Demás esta contarles que el cierre de esa primera visita fue apoteósica. Montado en sus legendarios tacones aguja color rojo escarlata, cual si fueran las zapatillas de rubí de Dorothy en El mago de Oz, prestas para regresarla a Kansas sobre el tornado, terminó recibiendo el aplauso y la admiración de todo el público de aquella noche. Y capturó, para siempre, mi afecto.
Pedro Lemebel volvió varias veces al Ecuador y tuve el privilegio de acompañarlo prácticamente en todas sus visitas. Presencié muchos de sus eventos y participé de los afters que lo enclavaron en el cariño de los escritores ecuatorianos, que supieron entender sin estúpidas dilaciones del celo profesional que Pedro nos quería recíprocamente, aunque un día, frente a las groseras preguntas de un estudiante de poco tacto: ¿Qué piensa usted de los escritores ecuatorianos? ¿Ha leído a los ecuatorianos?, él respondiera: “Sí, a muchos, y por eso los prefiero tener de amigos”.
Pedro y yo fuimos amigos de mail y Facebook. Nunca pude ir a visitarlo a su tierra, pero otros sí que lo hicieron y fue de boca de uno de ellos que escuché la historia que luego encontraría disfrazada de crónica con el título El ministro Piñerarte. Nuestro amigo en común llegó a Santiago por un encuentro poético y en una de esas terminó en casa de Pedro “bebiéndose hasta el agua de los floreros”. El poeta que lo visitaba me contó que había visto a Pedro escupirle a don Piñi, ministro de Cultura chileno en ese momento, “actor de teleserie, flamante pituquín de traje planchado…” Pronto nos enteraríamos de los detalles en palabras del propio Lemebel.
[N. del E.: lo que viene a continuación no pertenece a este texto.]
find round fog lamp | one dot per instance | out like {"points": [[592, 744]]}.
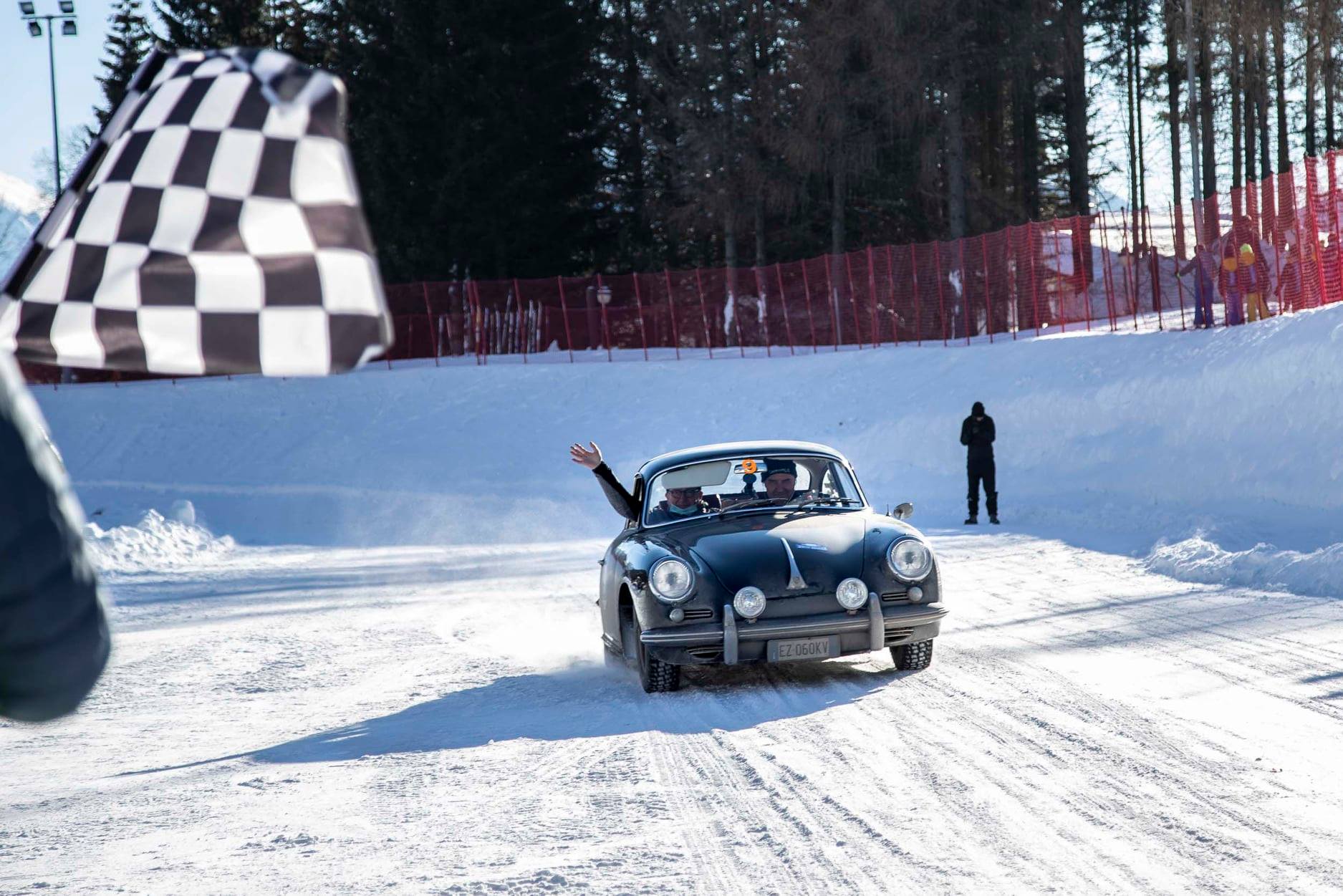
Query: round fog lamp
{"points": [[852, 594], [750, 602], [910, 559]]}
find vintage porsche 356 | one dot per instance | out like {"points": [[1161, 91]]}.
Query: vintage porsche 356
{"points": [[763, 551]]}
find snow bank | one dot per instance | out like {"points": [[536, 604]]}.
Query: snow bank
{"points": [[1111, 441], [1261, 566], [156, 541]]}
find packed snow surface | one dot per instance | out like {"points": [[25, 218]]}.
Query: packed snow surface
{"points": [[156, 543], [365, 657]]}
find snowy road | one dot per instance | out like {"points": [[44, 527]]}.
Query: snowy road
{"points": [[431, 721]]}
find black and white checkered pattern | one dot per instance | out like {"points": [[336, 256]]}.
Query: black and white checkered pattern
{"points": [[215, 227]]}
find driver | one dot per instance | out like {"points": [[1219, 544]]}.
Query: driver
{"points": [[781, 480]]}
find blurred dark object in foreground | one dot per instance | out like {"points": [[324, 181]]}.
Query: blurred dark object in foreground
{"points": [[54, 638]]}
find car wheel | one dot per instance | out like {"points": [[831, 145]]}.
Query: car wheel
{"points": [[655, 675], [913, 656]]}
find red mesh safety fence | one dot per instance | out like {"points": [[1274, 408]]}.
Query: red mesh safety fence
{"points": [[1264, 249]]}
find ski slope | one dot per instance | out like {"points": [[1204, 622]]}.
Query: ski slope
{"points": [[356, 649]]}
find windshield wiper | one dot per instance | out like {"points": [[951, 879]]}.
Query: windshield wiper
{"points": [[746, 504], [825, 498]]}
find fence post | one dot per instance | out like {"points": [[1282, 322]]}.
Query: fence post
{"points": [[942, 307], [853, 300], [833, 300], [806, 293], [1085, 262], [872, 302], [784, 302], [521, 319], [1059, 279], [433, 331], [676, 336], [764, 316], [891, 274], [965, 286], [644, 334], [1031, 228], [988, 302], [730, 276], [708, 339], [564, 311], [606, 329]]}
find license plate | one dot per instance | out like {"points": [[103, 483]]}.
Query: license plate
{"points": [[802, 649]]}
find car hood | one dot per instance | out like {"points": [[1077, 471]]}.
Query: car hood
{"points": [[750, 550]]}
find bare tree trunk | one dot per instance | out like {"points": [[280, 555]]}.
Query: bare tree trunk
{"points": [[1329, 27], [758, 213], [1028, 140], [1261, 107], [1235, 81], [1205, 109], [1074, 105], [1311, 75], [955, 163], [1130, 77], [1249, 77], [1171, 14], [1284, 153]]}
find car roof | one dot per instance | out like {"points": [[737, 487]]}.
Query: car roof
{"points": [[735, 449]]}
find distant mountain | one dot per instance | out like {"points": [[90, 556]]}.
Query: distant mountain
{"points": [[21, 208]]}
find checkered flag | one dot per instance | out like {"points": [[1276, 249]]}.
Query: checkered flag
{"points": [[214, 227]]}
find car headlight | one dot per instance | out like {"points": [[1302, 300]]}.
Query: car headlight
{"points": [[750, 602], [670, 579], [852, 594], [910, 559]]}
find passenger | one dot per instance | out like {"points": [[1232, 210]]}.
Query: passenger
{"points": [[620, 497], [680, 503]]}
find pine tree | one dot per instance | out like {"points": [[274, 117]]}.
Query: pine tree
{"points": [[210, 26], [128, 42]]}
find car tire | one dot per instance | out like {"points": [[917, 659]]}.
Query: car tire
{"points": [[911, 657], [655, 675]]}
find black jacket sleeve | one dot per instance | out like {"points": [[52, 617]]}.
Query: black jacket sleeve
{"points": [[620, 497], [54, 638]]}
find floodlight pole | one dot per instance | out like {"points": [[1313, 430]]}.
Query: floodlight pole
{"points": [[1193, 125], [55, 130], [67, 21]]}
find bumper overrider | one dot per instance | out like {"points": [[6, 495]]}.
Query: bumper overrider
{"points": [[736, 640]]}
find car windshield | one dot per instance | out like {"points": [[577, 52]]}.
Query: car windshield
{"points": [[730, 486]]}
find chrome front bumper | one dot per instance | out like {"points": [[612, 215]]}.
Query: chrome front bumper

… en el Museo de Bellas Artes, con un sol en la frente, con un dólar en el alma, la derecha triunfal lucía su recién estrenada y acrílica sonrisa… Pero esa mañana era indiferente para mí, despertando en la cama con un amante ecuatoriano después de habernos… con rabia ensartado, como desquitándonos de la mala suerte de tener un gobierno de derecha le dimos Huesca la noche entera. Y así despertamos, húmedos y entumidos, abrazados como náufragos, agrietándonos el primer beso mañanero…
¿Una cerveza, mi amor? Pero si no quedó nada, contestó… medio dormidos, medio mareados, caminamos por la vereda del parque rumbo a la botillería. La mañana era dorada y recién regaban el pasto los jardineros municipales, recién habían puesto barreras en la vereda del museo para que no pasara la gente. Otra vez estarán filmando un comercial, le dije al chico… Y fue entonces, fue en ese momento cuando él vino y se precipitó a mi encuentro con la mano estirada, diciendo: Qué gusto, Pedro, tenerte aquí…Y yo, medio sonámbula, medio asqueada de tanta desfachatez, lo miro, lo mido, lo taso, y sin decir agua va, escupo al suelo, exactamente a un centímetro de su lustroso calzado…
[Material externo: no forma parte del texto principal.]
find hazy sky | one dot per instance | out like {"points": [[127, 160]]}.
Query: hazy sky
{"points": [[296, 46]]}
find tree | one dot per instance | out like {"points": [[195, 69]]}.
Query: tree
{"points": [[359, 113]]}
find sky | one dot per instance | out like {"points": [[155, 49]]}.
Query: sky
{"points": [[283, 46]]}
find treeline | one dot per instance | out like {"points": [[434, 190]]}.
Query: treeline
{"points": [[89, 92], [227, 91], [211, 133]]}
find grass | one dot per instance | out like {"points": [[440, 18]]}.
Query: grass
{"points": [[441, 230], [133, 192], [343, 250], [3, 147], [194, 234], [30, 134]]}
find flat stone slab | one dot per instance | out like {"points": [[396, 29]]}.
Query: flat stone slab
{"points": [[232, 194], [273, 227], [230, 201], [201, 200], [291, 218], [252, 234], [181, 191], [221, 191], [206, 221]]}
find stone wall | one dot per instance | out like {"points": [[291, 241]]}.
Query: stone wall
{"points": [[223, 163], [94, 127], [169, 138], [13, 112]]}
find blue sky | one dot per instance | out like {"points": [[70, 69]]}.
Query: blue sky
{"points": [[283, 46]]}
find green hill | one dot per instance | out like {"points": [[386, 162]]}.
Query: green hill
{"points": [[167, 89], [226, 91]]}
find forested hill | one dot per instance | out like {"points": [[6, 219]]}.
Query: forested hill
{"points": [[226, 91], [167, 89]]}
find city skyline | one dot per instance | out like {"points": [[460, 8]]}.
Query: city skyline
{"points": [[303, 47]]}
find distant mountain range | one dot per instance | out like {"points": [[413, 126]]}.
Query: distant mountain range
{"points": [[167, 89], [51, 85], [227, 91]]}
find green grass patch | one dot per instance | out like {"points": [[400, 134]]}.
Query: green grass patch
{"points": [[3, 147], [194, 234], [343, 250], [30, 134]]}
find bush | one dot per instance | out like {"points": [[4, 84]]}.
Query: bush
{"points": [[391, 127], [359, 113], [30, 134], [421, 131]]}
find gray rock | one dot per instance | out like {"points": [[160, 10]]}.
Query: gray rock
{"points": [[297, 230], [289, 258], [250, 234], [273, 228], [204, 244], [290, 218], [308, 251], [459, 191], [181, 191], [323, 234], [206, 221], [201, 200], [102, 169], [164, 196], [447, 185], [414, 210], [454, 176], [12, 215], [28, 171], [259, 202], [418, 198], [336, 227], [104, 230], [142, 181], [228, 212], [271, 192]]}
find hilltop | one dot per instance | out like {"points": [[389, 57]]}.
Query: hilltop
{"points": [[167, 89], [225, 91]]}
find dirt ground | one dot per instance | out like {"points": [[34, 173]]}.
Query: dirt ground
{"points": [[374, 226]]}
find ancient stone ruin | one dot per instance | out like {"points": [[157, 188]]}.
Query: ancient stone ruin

Esto es muy feo, Pedro, me gritaba el ministro… el chico ecuatoriano, a la media cuadra, me abrazó confesándome sentir orgullo de mi osadía… Va a tener sus costos, me previno…
Y no estaba tan equivocado, al día siguiente el ministro aparecía en el diario declarando que yo era un nostálgico resentido… Viste que tenía razón, soy “tellible de resentido”, le susurré a mi ecuatoriano caracoleando en sus morenos brazos.